When I was younger, I thought 25 was old. My mother got married at that age and I was told that it was already a late age to wed. Growing up, I figured maybe I’d get married at 25, too. Have a kid by 28 and probably another one at 30—a boy and a girl. When you’re younger, you think things always go according to plan until they don’t. Then the years whizzed right by and I blinked and I turned 40 four months ago. Single, without child, and with no prospects. But you know what, I’m really not old at all.
I wish I had documented the past year a little better. Small moments that would’ve warranted some passages in a notebook somewhere. Something to look back on to commemorate this milestone year, you know? During the past 3 years, I looked to my personal rituals as anchors to ground me as everything was up in the air. My tarot pulls, , the occasional bake, daily movement—markers that helped me get through the days that blurred into each other. Funnily enough, just as I turned 40, I slowly let go of all these little rituals I would cycle through year after year. Let go of what no longer serves you, make room for what does, right?
Right before the pandemic hit, I started doing Susannah Conway’s Unravel Your Year workbook. I diligently filled up the pages with goals I wanted to achieve, dreams I wanted to manifest. A lot of them part-wish and part-declaration. Most of the things I wrote in those workbooks came true. But maybe even before I wrote them on those pages, I knew in my heart I would make them happen. Maybe it was a way to make myself accountable to all the things I promised myself. Something tangible to look back on once I ticked off the boxes on my to-do list. Then at the end of last year, I didn’t even bother to look at it.

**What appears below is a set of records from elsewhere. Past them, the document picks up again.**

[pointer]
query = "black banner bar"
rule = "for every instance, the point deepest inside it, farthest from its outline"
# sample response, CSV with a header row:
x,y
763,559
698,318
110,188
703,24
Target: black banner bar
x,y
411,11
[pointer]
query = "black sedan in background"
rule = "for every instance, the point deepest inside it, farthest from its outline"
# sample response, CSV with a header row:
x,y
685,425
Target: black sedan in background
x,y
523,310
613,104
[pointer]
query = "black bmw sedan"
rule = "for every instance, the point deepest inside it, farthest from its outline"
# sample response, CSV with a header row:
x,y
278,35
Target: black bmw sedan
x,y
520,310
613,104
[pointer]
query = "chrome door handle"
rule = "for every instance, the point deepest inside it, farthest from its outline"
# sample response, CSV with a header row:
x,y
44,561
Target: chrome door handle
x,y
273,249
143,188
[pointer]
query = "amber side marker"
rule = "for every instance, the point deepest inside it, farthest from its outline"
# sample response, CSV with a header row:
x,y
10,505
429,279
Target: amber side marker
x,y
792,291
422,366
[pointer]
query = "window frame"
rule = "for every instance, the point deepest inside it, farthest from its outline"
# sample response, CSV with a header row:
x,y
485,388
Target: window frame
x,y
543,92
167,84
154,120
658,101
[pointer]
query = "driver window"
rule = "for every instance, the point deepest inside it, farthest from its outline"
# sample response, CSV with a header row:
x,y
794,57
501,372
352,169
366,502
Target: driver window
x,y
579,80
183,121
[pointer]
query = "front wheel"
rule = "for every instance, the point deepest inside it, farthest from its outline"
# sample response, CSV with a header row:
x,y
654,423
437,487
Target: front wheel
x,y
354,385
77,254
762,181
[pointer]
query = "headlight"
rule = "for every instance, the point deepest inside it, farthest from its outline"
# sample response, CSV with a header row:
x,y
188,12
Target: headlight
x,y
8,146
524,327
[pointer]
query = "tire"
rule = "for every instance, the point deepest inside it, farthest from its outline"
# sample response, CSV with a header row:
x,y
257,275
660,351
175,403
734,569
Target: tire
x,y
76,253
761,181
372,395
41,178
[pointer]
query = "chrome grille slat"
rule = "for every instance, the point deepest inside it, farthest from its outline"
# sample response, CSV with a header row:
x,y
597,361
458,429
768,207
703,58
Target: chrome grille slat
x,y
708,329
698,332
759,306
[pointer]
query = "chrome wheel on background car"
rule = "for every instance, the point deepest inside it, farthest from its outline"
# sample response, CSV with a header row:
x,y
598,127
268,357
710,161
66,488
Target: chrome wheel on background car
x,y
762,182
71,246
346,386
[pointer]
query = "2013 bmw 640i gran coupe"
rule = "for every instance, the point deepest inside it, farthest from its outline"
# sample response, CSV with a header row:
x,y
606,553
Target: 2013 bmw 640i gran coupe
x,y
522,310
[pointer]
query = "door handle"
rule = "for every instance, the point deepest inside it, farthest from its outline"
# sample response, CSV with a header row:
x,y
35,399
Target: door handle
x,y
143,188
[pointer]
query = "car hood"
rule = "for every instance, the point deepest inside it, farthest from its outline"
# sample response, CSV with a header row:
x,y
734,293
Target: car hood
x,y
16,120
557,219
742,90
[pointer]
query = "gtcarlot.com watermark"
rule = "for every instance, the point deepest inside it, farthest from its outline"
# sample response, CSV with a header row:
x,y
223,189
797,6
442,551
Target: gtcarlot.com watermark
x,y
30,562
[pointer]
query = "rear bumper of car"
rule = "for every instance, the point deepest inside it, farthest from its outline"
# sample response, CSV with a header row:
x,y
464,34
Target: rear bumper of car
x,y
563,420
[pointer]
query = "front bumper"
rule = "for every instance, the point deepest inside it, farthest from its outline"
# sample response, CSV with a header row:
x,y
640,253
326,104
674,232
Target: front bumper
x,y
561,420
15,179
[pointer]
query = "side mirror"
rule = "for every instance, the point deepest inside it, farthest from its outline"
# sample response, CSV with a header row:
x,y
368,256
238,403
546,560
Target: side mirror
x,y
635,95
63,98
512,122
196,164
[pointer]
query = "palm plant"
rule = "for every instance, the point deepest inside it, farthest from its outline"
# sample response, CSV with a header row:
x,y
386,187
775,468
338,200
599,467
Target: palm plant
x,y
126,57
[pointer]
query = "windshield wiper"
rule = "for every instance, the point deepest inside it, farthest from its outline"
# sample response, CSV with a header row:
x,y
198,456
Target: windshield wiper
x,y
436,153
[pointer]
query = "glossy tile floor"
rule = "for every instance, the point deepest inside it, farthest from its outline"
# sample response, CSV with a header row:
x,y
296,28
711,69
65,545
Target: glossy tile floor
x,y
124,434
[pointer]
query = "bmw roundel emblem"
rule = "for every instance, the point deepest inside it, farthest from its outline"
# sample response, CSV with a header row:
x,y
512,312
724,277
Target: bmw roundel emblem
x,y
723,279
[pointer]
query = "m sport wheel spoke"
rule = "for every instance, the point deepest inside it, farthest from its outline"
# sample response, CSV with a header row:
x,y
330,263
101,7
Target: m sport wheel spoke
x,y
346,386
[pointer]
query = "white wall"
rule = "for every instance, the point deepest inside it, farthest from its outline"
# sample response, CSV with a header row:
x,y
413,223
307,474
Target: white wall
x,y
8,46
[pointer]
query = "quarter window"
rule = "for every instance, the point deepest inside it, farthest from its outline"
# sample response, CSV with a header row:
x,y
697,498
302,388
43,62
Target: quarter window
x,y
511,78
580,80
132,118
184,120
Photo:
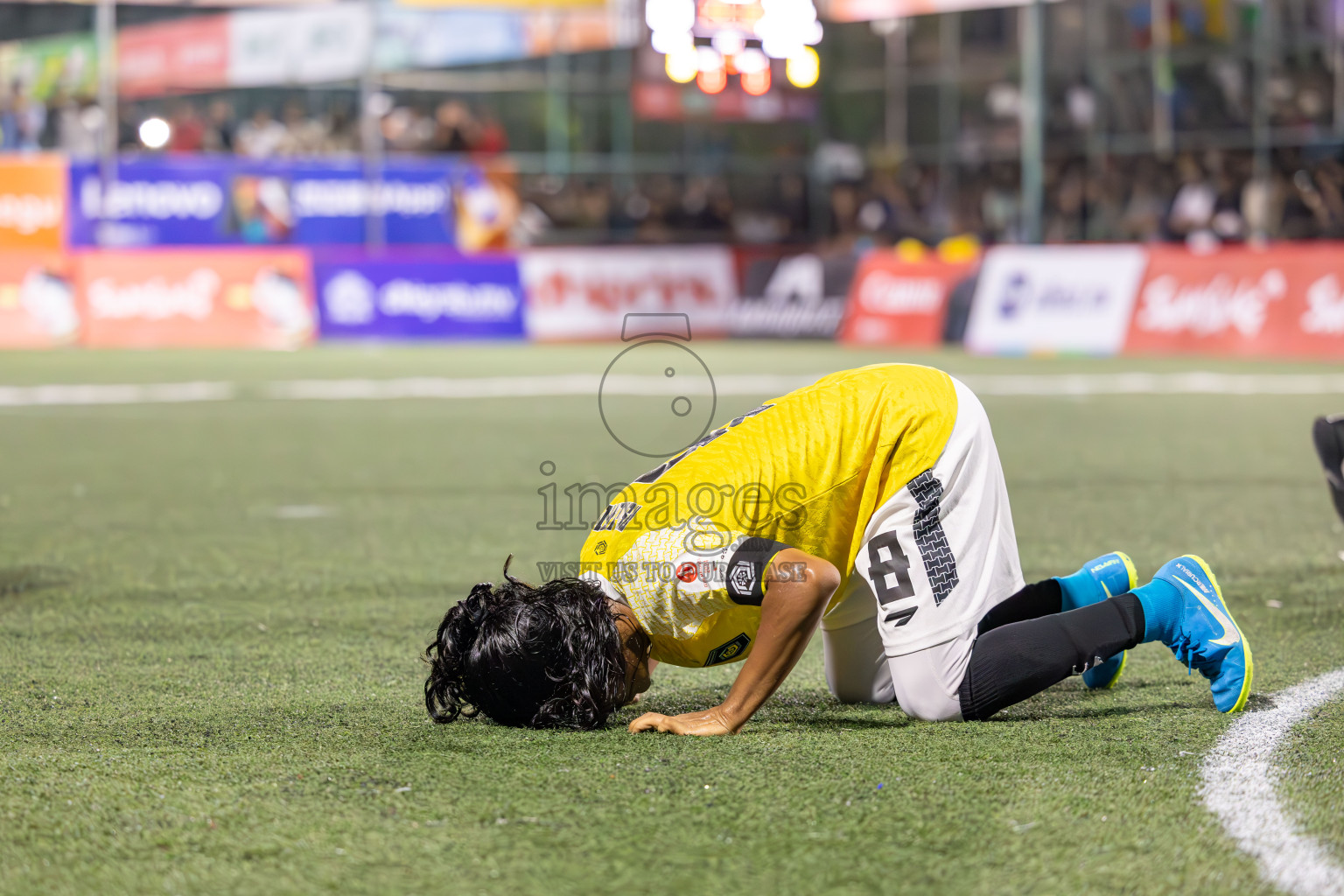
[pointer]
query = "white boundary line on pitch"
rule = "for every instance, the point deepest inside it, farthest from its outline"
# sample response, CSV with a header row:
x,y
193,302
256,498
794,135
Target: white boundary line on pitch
x,y
1241,788
562,384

If there’s anything I learned during the last few years of my 30s, it’s that you can plan all you want but sometimes, things won’t go exactly the way you want them to. And if you’re okay with that, ready to roll with the tide and embrace whatever it is that’s coming your way, then things will always be fine in the end.

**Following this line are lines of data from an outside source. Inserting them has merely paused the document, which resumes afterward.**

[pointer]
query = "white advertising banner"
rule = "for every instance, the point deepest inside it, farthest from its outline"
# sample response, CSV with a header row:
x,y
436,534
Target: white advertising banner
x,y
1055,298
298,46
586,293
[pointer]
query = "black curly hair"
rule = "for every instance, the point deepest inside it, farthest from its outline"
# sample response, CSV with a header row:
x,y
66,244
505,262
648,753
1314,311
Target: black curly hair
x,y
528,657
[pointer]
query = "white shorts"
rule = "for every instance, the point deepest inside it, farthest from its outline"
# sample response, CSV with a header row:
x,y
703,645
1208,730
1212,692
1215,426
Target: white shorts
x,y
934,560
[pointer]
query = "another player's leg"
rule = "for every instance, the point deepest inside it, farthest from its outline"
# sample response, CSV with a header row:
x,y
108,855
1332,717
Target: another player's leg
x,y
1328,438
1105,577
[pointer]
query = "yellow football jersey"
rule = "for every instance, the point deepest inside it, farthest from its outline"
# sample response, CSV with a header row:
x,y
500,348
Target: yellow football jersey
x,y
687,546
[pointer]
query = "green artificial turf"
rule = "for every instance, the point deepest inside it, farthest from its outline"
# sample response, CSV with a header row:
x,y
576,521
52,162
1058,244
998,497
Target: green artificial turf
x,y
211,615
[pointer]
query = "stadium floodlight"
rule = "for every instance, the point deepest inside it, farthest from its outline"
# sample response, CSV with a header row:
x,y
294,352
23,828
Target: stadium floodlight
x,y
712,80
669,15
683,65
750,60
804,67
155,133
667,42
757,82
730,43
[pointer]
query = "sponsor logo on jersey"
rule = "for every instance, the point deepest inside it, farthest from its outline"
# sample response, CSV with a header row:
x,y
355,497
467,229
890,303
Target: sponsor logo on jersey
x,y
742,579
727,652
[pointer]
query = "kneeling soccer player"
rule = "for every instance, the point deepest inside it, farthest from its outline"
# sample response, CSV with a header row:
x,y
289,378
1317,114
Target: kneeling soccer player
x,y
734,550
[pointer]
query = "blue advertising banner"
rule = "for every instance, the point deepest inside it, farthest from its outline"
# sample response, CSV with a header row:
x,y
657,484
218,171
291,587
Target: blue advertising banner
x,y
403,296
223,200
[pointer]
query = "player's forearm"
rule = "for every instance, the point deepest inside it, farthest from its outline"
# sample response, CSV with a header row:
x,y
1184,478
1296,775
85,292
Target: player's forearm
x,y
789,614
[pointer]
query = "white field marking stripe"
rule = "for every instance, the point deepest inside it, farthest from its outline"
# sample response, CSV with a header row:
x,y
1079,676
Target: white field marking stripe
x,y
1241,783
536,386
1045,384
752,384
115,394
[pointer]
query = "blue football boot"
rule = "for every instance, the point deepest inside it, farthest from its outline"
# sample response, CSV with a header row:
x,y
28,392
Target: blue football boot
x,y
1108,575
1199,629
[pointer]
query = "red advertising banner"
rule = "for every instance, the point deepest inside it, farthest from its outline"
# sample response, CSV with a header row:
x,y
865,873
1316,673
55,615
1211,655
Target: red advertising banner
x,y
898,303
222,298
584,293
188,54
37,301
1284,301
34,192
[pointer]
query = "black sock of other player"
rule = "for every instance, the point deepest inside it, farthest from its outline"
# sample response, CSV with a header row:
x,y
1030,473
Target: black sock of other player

At the start of 2022, I knew I wanted to travel again. And I wanted to go to New York to celebrate my birthday. I finally booked my tickets to the US a few days before October, a couple of days after I returned from my first trip since 2019. It felt like I pressed play again after being on pause since March 2020. It didn’t feel like it until I finally exhaled, but it was almost like I was holding my breath the whole time.

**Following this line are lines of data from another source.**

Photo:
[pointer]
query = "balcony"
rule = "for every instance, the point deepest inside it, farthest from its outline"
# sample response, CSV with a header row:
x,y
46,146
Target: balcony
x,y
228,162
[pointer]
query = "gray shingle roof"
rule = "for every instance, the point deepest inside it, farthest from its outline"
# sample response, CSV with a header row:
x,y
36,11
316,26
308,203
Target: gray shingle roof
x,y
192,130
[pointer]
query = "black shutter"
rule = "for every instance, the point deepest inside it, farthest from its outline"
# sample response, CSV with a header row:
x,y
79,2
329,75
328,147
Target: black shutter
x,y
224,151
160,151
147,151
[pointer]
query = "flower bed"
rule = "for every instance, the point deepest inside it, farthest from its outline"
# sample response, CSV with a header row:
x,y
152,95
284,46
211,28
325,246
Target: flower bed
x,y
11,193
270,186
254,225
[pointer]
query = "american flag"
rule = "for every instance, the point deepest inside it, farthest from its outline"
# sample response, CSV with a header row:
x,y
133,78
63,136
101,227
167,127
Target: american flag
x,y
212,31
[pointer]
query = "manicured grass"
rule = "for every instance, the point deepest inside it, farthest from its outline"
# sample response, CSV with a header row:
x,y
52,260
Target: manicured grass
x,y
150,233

I can’t tell you this is exactly where I imagined my life would be at 40 when I was 25. I don’t even remember half the things I wished for back then. But what I can tell you is that life has been much kinder to me these last few years. Maybe because I’ve been a lot less hard on myself, too. I’m still unlearning a lot of things that I’ve been conditioned to think is what’s right for me. But I haven’t stopped dreaming of a life that will allow me to be my best self. One that hopefully includes a beach house in my future.